A thousand years ago, New Mexico's women roamed the state with their mates and children in small bands, part of tribes of hunters and gatherers who lived short lives filled with hazards. Although they left only a few primitive tools and fire pits as records, it's safe to imagine that their central concern was their survival and that of their families. We'll never know if they discussed "women's rights."
Archaeologists believe New Mexico's ancestral Pueblo people lived in spiritually sophisticated, mostly matriarchal agricultural communities. The advent of the Spanish brought irreversible changes to the Pueblos. Christian, male-dominated Spanish society held a different view of the role and status of women.
The status of New Mexico women changed even more profoundly when the United States seized the territory. Around the time of statehood, New Mexico women worked hard for the right to vote and hold office, and they pushed for the state to adopt its own suffrage amendment. Later, New Mexico's Equal Rights Amendment set the tone for women's rights for the rest of the millennium.
"I think we fare better than women in many other states. In 1973, we passed the state Equal Rights Amendment, and as a result, all New Mexico's laws were revised to bring them into compliance," said Patricia Madrid, the state's attorney general and the first woman to hold that post.
Indian life
The status of Native American women at the start of the millennium can be re-created through archaeological evidence. Spanish observers -- men who had for the most part left their wives and children behind -- commented with surprise that in Apache villages women and children accompanied the men when the tribe moved in search of food.
In his book, "When Jesus Came, the Corn Mothers Went Away," author Ramón A. Gutiérrez says that Pueblo society before the Spanish was strongly matriarchal. Women gained their status not from their husbands, but from their mothers. They built and owned the family home and could initiate divorce by placing their husband's belongings outside the home. The displaced husband returned to his parents' dwelling, owned by his mother.
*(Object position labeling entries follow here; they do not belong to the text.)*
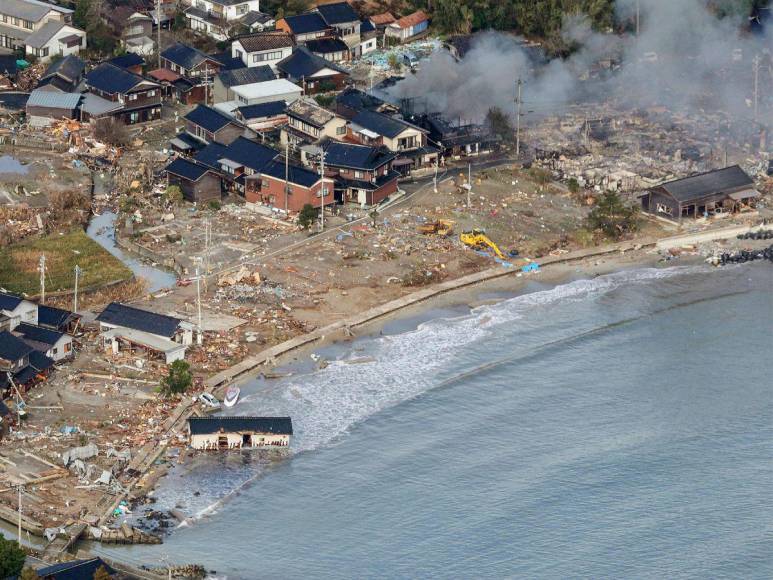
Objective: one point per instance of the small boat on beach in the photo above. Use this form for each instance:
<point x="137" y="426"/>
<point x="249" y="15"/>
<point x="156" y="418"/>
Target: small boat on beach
<point x="231" y="396"/>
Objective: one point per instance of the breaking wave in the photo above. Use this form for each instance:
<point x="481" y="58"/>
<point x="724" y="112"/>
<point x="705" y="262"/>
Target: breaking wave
<point x="326" y="404"/>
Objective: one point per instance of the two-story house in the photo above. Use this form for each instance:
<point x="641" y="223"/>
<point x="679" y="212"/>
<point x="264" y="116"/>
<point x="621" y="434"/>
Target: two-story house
<point x="209" y="125"/>
<point x="63" y="75"/>
<point x="235" y="162"/>
<point x="343" y="20"/>
<point x="406" y="139"/>
<point x="39" y="29"/>
<point x="218" y="18"/>
<point x="314" y="73"/>
<point x="363" y="174"/>
<point x="262" y="48"/>
<point x="304" y="27"/>
<point x="228" y="79"/>
<point x="287" y="187"/>
<point x="139" y="99"/>
<point x="137" y="34"/>
<point x="308" y="123"/>
<point x="194" y="72"/>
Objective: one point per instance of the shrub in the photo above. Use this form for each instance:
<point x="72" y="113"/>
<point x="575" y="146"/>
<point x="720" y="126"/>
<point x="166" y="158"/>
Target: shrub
<point x="173" y="195"/>
<point x="307" y="216"/>
<point x="11" y="558"/>
<point x="613" y="217"/>
<point x="178" y="379"/>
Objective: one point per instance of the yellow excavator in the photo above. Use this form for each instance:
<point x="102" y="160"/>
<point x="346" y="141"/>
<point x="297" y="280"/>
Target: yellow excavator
<point x="478" y="240"/>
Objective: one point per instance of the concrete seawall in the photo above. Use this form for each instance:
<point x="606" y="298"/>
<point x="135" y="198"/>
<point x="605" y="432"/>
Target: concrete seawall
<point x="268" y="355"/>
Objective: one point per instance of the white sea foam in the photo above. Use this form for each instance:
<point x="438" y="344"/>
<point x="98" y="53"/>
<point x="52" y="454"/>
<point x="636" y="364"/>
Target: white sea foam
<point x="326" y="404"/>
"Indian men envisioned a cosmos in which masculinity and femininity were relatively balanced," Gutiérrez writes. "In a largely horticultural society, women ... had enormous control and power over seed production, child-rearing, household construction and the earth's fertility. Men admitted this. But they made a counterclaim that men's ability to communicate with the gods and to control life and death protected the precarious balance in the universe."
Spanish bring changes
The Spanish period brought profound transitions to Pueblo society, including a fundamental change in women's rights.
"Conquest by a patriarchal society meant that Pueblo women lost to men their exclusive rights to land, to child labor, to seeds and even to children," Gutiérrez writes.
Despite these losses, Indian women had the same legal status under Spanish law as men -- for better or worse. Spanish chronicles of the time report that in sentencing those they believed responsible for the revolt of 1680, women, like men, received 10 years in slavery.
For the women who accompanied the Spanish settlers, life on the frontier brought the right to be freer of gender and class restrictions more common in Mexico and Spain. When Diego de Vargas recruited settlers for the reconquest of New Mexico in 1692, among them were eight women who traveled alone or as heads of households. Reports indicate that two were cooks who earned wages for their work feeding the company.
As the colony matured, women, rich or poor, shared certain legal and social advantages that American women might have envied. They owned property and could initiate divorce. They could work at jobs for wages and keep the money they earned.
Janet Lecompte's essay "The Independent Women of Hispanic New Mexico, 1821-1846," published in the Western Historical Quarterly, says: "Hispanic women had many occupations beside caring for children and home: They worked as bakers, weavers, laundresses, midwives and a variety of other jobs outside the home." Court records of the period seem to show that standards of behavior were essentially the same for both sexes.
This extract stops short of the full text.